Xeriscape landscaping means more than covering an area with gravel or rocks. Homeowners and landscapers have 750 plants to choose from when designing a low-water-use yard.

To facilitate selection of plants New Mexico State University has developed a mobile app for use with Apple products that links to the New Mexico Office of the State Engineer's Interactive Plant List.

The app, Southwest Plant Selector (SW Plant), is a result of a coordinated effort between the Office of the State Engineer and the Center for Landscape Water Conservation. It is the first app of its kind to deal specifically with plants that are both suitable to, and commercially available in New Mexico.
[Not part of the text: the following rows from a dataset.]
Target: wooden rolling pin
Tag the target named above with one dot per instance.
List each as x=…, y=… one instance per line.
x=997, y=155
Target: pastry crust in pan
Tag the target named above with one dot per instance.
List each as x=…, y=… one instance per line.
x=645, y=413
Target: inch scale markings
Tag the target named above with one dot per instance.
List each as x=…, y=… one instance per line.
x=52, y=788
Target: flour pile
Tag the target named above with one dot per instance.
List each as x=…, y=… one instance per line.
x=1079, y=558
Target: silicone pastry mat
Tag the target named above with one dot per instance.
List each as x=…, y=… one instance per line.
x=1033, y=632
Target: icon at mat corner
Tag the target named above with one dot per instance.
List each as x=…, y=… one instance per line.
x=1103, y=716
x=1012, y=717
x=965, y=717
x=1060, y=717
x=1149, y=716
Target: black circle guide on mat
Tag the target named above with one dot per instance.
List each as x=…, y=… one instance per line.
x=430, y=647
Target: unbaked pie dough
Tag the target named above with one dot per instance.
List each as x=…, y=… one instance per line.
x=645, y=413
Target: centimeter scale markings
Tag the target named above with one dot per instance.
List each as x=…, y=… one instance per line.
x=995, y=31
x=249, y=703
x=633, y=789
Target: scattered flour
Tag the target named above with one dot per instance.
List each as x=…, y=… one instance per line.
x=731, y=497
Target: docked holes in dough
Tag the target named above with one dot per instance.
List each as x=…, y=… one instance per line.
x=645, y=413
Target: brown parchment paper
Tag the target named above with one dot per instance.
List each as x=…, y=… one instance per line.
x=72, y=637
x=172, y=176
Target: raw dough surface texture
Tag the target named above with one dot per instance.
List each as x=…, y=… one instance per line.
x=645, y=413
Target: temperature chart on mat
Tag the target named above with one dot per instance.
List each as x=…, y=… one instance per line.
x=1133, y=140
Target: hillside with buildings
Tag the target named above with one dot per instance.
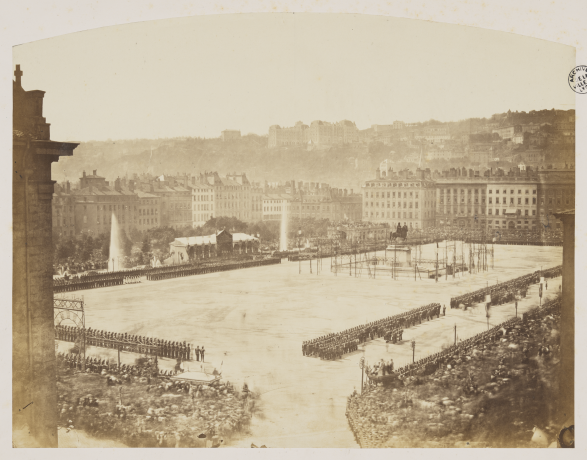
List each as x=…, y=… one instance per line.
x=340, y=153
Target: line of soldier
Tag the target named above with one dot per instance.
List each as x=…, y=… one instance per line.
x=505, y=292
x=99, y=366
x=453, y=354
x=189, y=270
x=76, y=286
x=97, y=277
x=335, y=345
x=138, y=343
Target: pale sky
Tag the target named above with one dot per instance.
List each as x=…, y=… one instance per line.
x=197, y=76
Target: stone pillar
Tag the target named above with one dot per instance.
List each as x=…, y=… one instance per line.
x=34, y=389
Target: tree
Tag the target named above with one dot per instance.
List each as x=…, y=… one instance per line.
x=106, y=246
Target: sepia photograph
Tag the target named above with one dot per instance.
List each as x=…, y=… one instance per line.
x=293, y=230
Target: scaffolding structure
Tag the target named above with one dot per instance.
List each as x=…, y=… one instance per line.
x=377, y=258
x=71, y=309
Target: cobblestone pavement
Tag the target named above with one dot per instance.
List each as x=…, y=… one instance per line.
x=253, y=321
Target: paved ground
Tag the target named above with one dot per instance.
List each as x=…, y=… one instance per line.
x=254, y=321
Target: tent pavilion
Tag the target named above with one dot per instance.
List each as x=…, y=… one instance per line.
x=219, y=245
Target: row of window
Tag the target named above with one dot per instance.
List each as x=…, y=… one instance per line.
x=391, y=214
x=146, y=212
x=399, y=194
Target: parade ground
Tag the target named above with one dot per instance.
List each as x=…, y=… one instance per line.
x=253, y=321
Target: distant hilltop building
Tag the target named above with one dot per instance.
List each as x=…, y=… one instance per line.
x=319, y=133
x=230, y=135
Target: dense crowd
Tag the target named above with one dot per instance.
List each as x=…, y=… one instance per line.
x=130, y=342
x=143, y=407
x=498, y=236
x=357, y=224
x=190, y=270
x=507, y=291
x=469, y=374
x=125, y=372
x=335, y=345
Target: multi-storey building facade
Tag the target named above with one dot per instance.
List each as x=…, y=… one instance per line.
x=556, y=192
x=97, y=203
x=232, y=195
x=256, y=202
x=176, y=204
x=202, y=204
x=461, y=201
x=508, y=132
x=511, y=202
x=521, y=198
x=318, y=133
x=149, y=206
x=275, y=206
x=400, y=198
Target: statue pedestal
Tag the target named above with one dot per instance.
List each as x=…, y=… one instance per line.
x=399, y=255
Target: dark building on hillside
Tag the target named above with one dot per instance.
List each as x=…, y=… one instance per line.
x=33, y=332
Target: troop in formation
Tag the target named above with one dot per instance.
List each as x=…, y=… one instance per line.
x=103, y=366
x=63, y=285
x=505, y=292
x=335, y=345
x=189, y=270
x=132, y=343
x=455, y=354
x=547, y=236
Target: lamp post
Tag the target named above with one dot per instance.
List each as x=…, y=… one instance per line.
x=299, y=252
"One of the ways we help homeowners and landscapers to conserve water is by offering them a mobile link to this uniquely New Mexico plant database," said Stefan Sutherin, NMSU College of Agricultural, Consumer and Environmental Sciences graduate student and project leader.

Sutherin coordinates the Center for Landscape Water Conservation, whose mission is to develop water-wise landscape education and water-management tools to serve the people of the Southwest, primarily New Mexico and West Texas.

The app links users to the database of water-wise plants developed by the New Mexico Office of the State Engineer. Users can search by the scientific or common name of the plant, as well as other criteria. They can also build a list of favorite plants to use at the nursery or in discussion with a landscaper.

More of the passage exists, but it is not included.